Simple Math gets complicated when you Insert the Faith Factor.
My takeaways from this story today is from the child who shares everything he has, that God is present when the hungry are fed, and lastly that simple math gets complicated and compounded when you insert the faith factor. I have been out of math classes for too long to come up with an equation that would make you cringe.
Which isn’t to say that I didn’t try to week to google…and I leave that challenge to you – come up with a cheesy x plus y multiplied by the power of faith = whatever.
But, still, the simple math of 5 loaves of bread and 2 fish isn’t enough to feed thousands of people. And yet, that day on a hillside, faith multiplied that little bit to be more than enough. Sometimes we count and are disappointed – with the number of members, the size of our budget, the number of volunteers, the number of youth…you name it – we can look at the numbers and lose hope at whether or not we could actually make a difference. Yet, multiplied by the faith factor, God does so much with very little.

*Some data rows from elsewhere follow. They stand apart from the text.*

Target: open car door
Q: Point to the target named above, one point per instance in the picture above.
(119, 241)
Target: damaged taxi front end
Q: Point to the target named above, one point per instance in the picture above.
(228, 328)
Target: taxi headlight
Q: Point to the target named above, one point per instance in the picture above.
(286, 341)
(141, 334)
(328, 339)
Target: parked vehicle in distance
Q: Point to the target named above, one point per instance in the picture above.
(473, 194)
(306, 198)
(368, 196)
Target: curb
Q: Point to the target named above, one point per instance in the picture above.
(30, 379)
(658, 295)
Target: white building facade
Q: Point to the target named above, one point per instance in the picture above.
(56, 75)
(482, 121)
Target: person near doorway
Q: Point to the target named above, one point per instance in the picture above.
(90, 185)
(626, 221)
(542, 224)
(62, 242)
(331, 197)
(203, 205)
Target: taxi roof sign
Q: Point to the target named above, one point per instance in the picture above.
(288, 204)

June 28, 1969, 50 years ago, patrons of the Stonewall Inn, who were among the most marginalized people in the gay community, drag queens, transgender persons, People of color, prostitutes and homeless youth resisted and fought back against the police raids, which launched a movement to form activist groups to create spaces for LGBTQ people to be safe to congregate and exist without fear. These riots gave birth to the gay liberation movement, which still has work to do, as bullying, violence and murder still plague the LGBTQ community. Yet, just a few courageous people, offered everything they had, and we are still marching and working together for justice for all.
May this be a day when we offer ourselves for God’s purposes that our efforts would be multiplied and help transform the world in the name of Love. Amen.